This is the mail archive of the
binutils@sourceware.org
mailing list for the binutils project.
Re: [PATCH 3/5] i386: Align branches within a fixed boundary
On 15.11.2019 00:21, H.J. Lu wrote:
> On Wed, Nov 13, 2019 at 5:15 AM Jan Beulich <jbeulich@suse.com> wrote:
>> On 12.11.2019 17:19, H.J. Lu wrote:
>>> @@ -632,6 +652,31 @@ static enum check_kind
>>> }
>>> sse_check, operand_check = check_warning;
>>>
>>> +/* Non-zero if branches should be aligned within power of 2 boundary. */
>>> +static int align_branch_power = 0;
>>> +
>>> +/* Types of branches to align. */
>>> +enum align_branch_kind
>>> + {
>>> + align_branch_none = 0,
>>> + align_branch_jcc = 1 << 0,
>>> + align_branch_fused = 1 << 1,
>>> + align_branch_jmp = 1 << 2,
>>> + align_branch_call = 1 << 3,
>>> + align_branch_indirect = 1 << 4,
>>> + align_branch_ret = 1 << 5
>>> + };
>>> +
>>> +static unsigned int align_branch = (align_branch_jcc
>>> + | align_branch_fused
>>> + | align_branch_jmp);
>>> +
>>> +/* The maximum padding size for fused jcc. */
>>> +#define MAX_FUSED_JCC_PADDING_SIZE 20
>>
>> What is this number derived from?
>
> CMP can be 9 bytes and jcc can be 6 bytes. I leave some room
> for prefixes.
Can you extend the comment to this effect please?

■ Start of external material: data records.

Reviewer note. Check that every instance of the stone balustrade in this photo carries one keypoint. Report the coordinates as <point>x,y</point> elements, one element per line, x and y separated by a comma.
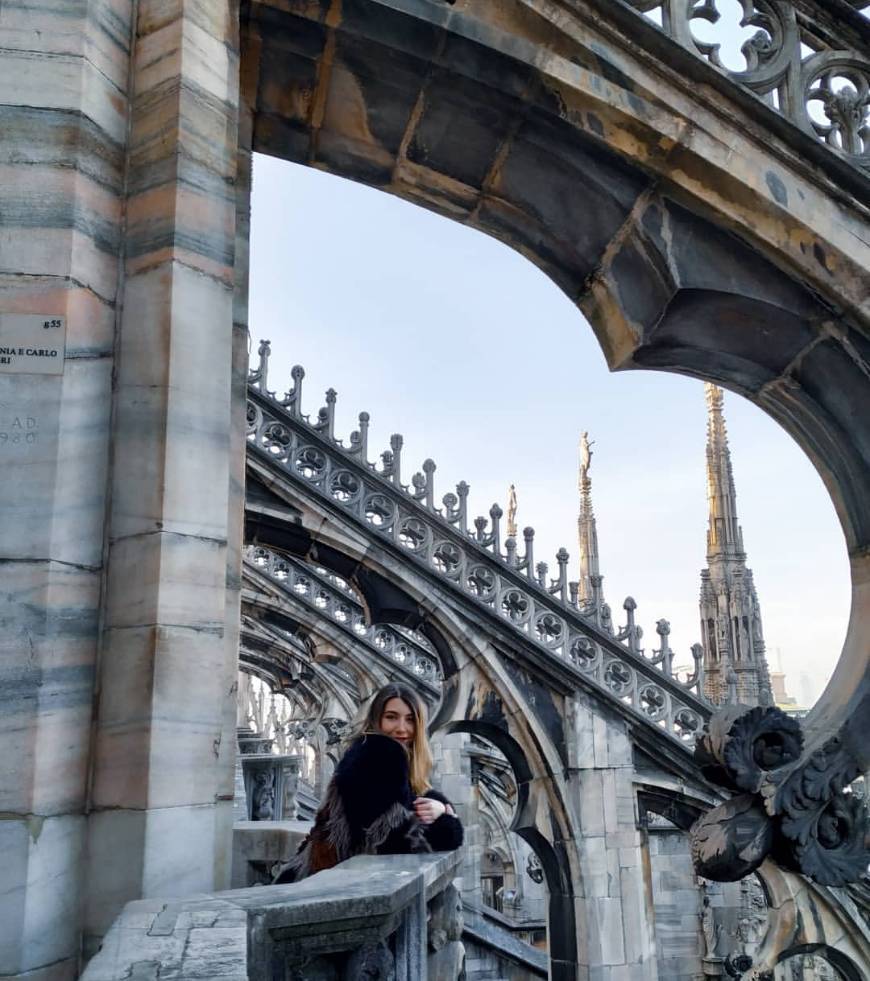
<point>396,913</point>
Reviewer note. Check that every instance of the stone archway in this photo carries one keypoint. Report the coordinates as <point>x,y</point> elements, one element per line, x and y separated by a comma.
<point>650,196</point>
<point>616,182</point>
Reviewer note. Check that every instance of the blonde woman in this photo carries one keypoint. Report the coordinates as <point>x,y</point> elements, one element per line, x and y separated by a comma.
<point>379,800</point>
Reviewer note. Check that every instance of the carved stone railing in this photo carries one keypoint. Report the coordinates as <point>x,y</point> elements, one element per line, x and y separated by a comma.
<point>808,60</point>
<point>330,596</point>
<point>394,914</point>
<point>486,571</point>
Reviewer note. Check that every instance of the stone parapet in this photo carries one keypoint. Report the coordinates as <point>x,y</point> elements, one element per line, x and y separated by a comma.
<point>400,912</point>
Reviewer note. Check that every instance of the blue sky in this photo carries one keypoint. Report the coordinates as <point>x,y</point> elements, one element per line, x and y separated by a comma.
<point>468,350</point>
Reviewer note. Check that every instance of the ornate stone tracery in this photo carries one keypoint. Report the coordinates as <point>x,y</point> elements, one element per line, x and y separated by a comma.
<point>472,556</point>
<point>802,60</point>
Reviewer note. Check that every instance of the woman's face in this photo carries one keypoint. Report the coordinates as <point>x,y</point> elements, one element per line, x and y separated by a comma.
<point>397,721</point>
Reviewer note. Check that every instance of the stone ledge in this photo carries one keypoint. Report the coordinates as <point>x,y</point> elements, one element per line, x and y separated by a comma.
<point>231,935</point>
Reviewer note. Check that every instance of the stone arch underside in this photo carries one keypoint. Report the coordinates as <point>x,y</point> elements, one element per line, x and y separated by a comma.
<point>681,235</point>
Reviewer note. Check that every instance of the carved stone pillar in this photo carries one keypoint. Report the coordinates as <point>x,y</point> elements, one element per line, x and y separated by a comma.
<point>614,911</point>
<point>162,787</point>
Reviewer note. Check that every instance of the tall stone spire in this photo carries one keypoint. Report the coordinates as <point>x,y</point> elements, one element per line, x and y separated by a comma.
<point>735,666</point>
<point>589,581</point>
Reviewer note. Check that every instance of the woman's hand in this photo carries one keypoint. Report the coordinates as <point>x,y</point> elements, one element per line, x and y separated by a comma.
<point>428,810</point>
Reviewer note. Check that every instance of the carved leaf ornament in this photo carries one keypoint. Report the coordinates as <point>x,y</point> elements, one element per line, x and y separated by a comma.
<point>796,810</point>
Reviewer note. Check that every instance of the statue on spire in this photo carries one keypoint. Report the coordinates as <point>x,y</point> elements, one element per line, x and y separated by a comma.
<point>735,667</point>
<point>512,512</point>
<point>589,592</point>
<point>585,456</point>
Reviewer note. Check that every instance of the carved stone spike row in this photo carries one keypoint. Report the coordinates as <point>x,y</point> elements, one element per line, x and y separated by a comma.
<point>796,810</point>
<point>472,558</point>
<point>806,70</point>
<point>314,588</point>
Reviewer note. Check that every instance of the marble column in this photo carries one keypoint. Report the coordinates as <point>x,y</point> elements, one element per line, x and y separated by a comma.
<point>64,76</point>
<point>616,938</point>
<point>161,801</point>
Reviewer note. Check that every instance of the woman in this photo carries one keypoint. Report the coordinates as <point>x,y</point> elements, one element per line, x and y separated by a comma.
<point>379,800</point>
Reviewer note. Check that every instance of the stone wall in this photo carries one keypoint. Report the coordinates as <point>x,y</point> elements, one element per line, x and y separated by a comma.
<point>677,904</point>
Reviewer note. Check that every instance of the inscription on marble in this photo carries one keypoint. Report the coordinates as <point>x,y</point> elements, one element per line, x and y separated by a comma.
<point>18,430</point>
<point>32,344</point>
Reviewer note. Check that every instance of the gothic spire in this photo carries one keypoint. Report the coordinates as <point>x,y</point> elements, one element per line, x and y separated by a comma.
<point>724,536</point>
<point>589,580</point>
<point>734,661</point>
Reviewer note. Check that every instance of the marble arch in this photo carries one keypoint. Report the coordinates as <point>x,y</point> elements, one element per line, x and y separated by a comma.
<point>683,236</point>
<point>698,231</point>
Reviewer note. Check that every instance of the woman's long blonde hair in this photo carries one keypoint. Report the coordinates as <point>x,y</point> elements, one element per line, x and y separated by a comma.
<point>419,754</point>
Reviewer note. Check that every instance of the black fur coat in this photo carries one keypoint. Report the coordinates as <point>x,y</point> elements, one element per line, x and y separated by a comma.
<point>368,810</point>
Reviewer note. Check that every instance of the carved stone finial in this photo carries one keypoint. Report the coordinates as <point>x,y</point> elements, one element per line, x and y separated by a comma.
<point>512,512</point>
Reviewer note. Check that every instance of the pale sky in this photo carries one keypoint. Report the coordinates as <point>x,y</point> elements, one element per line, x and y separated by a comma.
<point>467,349</point>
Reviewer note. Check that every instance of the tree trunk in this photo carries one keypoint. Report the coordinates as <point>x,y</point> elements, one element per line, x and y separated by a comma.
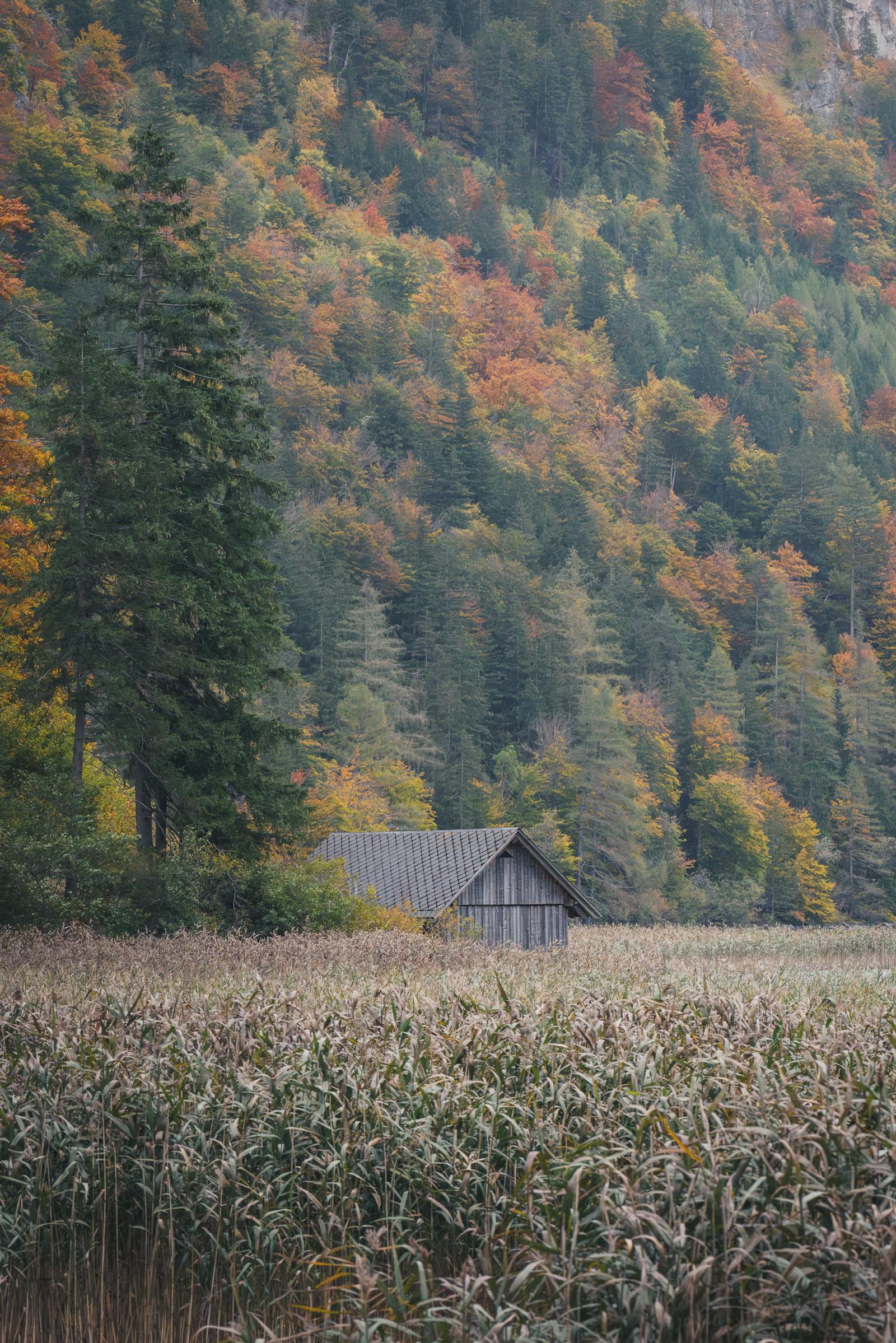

>>> @@ -3012,6 +3070,11 @@ md_begin (void)
>>> x86_dwarf2_return_column = 8;
>>> x86_cie_data_alignment = -4;
>>> }
>>> +
>>> + /* NB: FUSED_JCC_PADDING frag must have sufficient room so that it
>>> + can be turned into BRANCH_PREFIX frag. */
>>> + if (align_branch_prefix_size > MAX_FUSED_JCC_PADDING_SIZE)
>>> + abort ();
>>
>> Wouldn't such a value better be rejected at command line option
>> handling time?
>
> There is
>
> /* The maximum number of prefixes added for an instruction. */
> static unsigned int align_branch_prefix_size = 5;
>
> I'd like to check it even if it isn't changed.
Ok, okay.
>> Like elsewhere I think you want to use i.tm checks here. This
>> would also eliminate my worry of the code not catching cases
>> where optimization changes the opcode in i.tm without also
>> changing the name.
>
> It don't think CMP instructions can be replaced by totally different
> instructions.
But there's also e.g. AND in the set, which I would expect
optimization to be able to switch _to_ (not from, as you were
implying).
>>> +static int
>>> +add_fused_jcc_padding_frag_p (void)
>>> +{
>>> + if (!align_branch_power
>>> + || now_seg == absolute_section
>>> + || !cpu_arch_flags.bitfield.cpui386
>>
>> Why the i386 dependency?
>
> It doesn't work with COND_JUMP86 without i386.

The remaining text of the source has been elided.